A liturgia é HINO. O Hino vai para o Outro, esse Outro que nos convidou, e que conhecemos, somente às apalpadelas. Nós confiamos ao hino que chegue a esse Outro, por um caminho que não conhecemos. O hino sobe, mas pode acontecer que desça fundo… O hino leva-nos, traça um caminho, como o salmo está cheio da vida do poeta, ultrapassa esta vida, aprofunda-a, ou cava-a e cava aquele que o canta.

O salmo e o hino esfolam, cortam, abrem…atingem o coração e, quem conhece o coração, quem pode agarrá-lo? O hino toca o coração, provoca-o, ou então toca-lhe de leve antes de o deixar sem voz e de fugir. O hino cria a magia do silêncio que se segue.

A liturgia é poesia nas suas grandes LADAINHAS: pedimos, e pedimos, e pedimos sempre… é o apelo de um coração insatisfeito, ou tão satisfeito que pede ainda mais. Desperta o coração de criança, que brinca com as palavras…

A experiência da liturgia é a experiência desta poesia que evoca, invoca, e jamais agarra. A poesia ensina esse passo de dança que segura, aproxima e separa. Se queres agarrar a poesia, ela escapa das mãos, como a neve que derrete na mão da criança que a quer guardar.

A poesia litúrgica é DIÁLOGO entre dois, ela nos situa diante do outro? No coração? Quem sabe? Ela nos fala do Outro e torna-nos outro. Ao me fazer dizer a Deus “tu”, ela me ensina a ficar na vertigem de minha humanidade, diante desse “Tu” irredutível, e convida-me a dizer “Eu”.

A poesia tem uma fonte; penso que é o Espírito, esse sopro que dança entre o Pai e o Filho. Este sopro que os faz Um, mantendo-os sempre dois. São de tal forma dois, que são três. A poesia é como esse ESPAÇO que adivinho entre eles, como uma abertura, definitiva, um vazio que me faz descobrir no coração do nosso Deus, não Deus, mas um espaço, um buraco, um vazio que o abre ao outro, aos outros. A poesia que canta no silêncio dos Três ensina-me que no coração de Deus, não há Deus, mas há um espaço para o canto, um convite para a alteridade. No coração de Deus está este espaço de silêncio infinito, que é espera, abertura ao outro. Como canta um hino do ir. Pierre-Yves Emery: “Intimidade de Deus, abertura sem medida, para acolher – ó maravilha- os homens suas criaturas”.
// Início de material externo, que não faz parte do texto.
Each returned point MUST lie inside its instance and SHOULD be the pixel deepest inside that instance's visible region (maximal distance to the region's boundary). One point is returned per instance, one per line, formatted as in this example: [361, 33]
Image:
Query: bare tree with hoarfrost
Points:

A poesia em liturgia é DOXOLOGIA: glória ao Pai, ao Filho, ao Espírito Santo…e São Bento nos convida a uma mudança de posição, um sair de si, nesta doxologia. Levanta-te, inclina-te profundamente. Levanta-te, ergue-te na tua humanidade, tu tens valor, tens sentido. Respira, inspira, aspira, inclina-te para aquele que busca o teu olhar, tua vida, teu amor, inclina-te para o impercetível, o indizível, aquele de quem nada disseste ainda, enquanto não te prostrares em silêncio. Mistério dos olhos que se abrem, quando o coração se prostra…Inclina-te, expira, suspira…sorriso do ser, finalmente, despojado de si mesmo.

A poesia da liturgia convida-me a uma contemplação respeitosa do Outro, da Fonte, sem agarrar, inscreve uma palavra que se faz cálice, um olhar que é acolhimento. E esta poesia litúrgica é poesia para um povo, não é minha, é nossa, ultrapassa-nos.

A LECTIO enxerta-se na liturgia, continua-a. É a esta leitura orante da Bíblia que somos convidados dia após dia. Um tempo para ler a Escritura, estudá-la, meditá-la, ruminá-la, mastigá-la, e para descobrir quando pensamos que a assimilamos, que se abrediante de nós um universo que nos escapa. Ler, estudar, meditar, contemplar… Receber a Sagrada Escritura não como um teorema, uma demonstração, uma definição, mas como uma poesia, uma evocação…

Sim, está certo, mas na Escritura está inscrita a Lei, que poesia há em uma lei? A lei de Israel começa com um apelo, uma voz que diz: “Escuta”… e diz um convite “Escolhe” e tem uma conclusão: “Viverás”. É um caminho, não uma prisão.

A lei, duas margens que dão à vida correr como um rio, e não estagnar num pântano. A lei, duas margens que levam a um além. A lei leva a um além de si mesma.

Há a profecia na Escritura, um grito, uma abertura no cotidiano para permitir a irrupção do outro.

Há a sabedoria, um espaço, partilha de uma experiência do passado, que se oferece como uma trama de tecelagem para tecer um caminho novo.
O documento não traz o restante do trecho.